Two Killed At Turcot, Big Storm, February 3, 1908

From the Gazette 100 years ago article here.

“It is years since the city streets have been so thoroughly blocked by snow,” The Gazette said, “and it will take weeks of hard work to get rid of it, unless a thaw comes – a fate which everyone hopes to escape.”

The Montreal Street Railway Co. did a remarkable job keeping most of its tram routes open. Even though the snow drifted “in many places higher than the tops of the cars,” only a couple of lines, on the Côte des Neiges hill and in Westmount, had to be shut down – and at that only for a few hours.

The railroads were not so lucky. For 48 hours Montreal and Quebec City were cut off from one another. Trains on routes west of Montreal were better off, running just three and four hours late. Even so, the engineer and fireman of an Ottawa-bound passenger train were killed when their train ploughed into a pair of halted switching locomotives in the Turcot Yard.
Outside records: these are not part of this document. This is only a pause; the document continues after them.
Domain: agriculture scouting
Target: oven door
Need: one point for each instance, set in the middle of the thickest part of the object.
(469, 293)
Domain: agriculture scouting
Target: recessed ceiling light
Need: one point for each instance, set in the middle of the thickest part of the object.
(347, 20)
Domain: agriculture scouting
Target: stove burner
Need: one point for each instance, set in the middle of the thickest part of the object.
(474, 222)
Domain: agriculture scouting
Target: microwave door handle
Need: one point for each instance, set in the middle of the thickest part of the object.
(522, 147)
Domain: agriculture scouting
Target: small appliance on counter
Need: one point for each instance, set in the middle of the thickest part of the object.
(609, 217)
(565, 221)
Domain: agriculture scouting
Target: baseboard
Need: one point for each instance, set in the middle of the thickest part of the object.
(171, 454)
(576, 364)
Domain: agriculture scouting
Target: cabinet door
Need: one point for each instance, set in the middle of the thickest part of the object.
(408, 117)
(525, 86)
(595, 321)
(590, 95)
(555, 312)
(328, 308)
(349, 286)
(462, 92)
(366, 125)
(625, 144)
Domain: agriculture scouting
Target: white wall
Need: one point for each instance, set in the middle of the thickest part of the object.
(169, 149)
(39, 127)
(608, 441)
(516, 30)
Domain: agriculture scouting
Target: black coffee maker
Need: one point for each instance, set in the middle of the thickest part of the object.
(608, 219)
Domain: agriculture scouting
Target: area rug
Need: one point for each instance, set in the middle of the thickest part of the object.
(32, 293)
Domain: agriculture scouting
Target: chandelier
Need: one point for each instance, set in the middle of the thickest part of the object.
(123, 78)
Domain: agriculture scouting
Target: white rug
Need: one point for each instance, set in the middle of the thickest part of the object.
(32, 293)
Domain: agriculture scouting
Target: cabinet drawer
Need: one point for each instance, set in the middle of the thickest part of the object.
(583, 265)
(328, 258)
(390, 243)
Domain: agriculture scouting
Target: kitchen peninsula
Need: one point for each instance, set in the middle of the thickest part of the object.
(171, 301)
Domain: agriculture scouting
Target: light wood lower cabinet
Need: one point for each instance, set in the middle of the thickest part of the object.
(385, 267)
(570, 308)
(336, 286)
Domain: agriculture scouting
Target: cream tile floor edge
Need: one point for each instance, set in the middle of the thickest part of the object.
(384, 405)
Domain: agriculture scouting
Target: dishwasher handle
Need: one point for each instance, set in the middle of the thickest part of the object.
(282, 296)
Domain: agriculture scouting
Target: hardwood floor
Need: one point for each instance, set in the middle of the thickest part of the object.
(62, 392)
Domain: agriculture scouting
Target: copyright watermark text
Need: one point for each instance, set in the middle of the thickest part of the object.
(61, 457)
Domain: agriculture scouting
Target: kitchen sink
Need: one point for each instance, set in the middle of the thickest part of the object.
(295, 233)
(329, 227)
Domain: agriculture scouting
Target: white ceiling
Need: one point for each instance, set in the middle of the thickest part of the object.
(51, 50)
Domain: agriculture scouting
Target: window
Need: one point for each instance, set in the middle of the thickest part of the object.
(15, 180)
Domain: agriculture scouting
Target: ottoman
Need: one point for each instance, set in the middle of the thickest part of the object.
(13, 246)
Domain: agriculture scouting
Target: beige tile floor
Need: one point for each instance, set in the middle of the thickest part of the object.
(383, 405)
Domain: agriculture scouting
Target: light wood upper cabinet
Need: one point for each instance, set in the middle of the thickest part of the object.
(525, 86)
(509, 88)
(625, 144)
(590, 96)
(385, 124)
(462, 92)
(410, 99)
The men had no idea the two switchers were there: The fierce wind had blown out a warning lantern’s red light.”

It s fascinating to read about how they simply pushed snow to the sides of the streets and let horse drawn sleds pat down the roads which could end up being a metre higher than street level by the end of winter. Just try to picture how much more space there is in the city with hardly any cars at all, except, perhaps, in winter.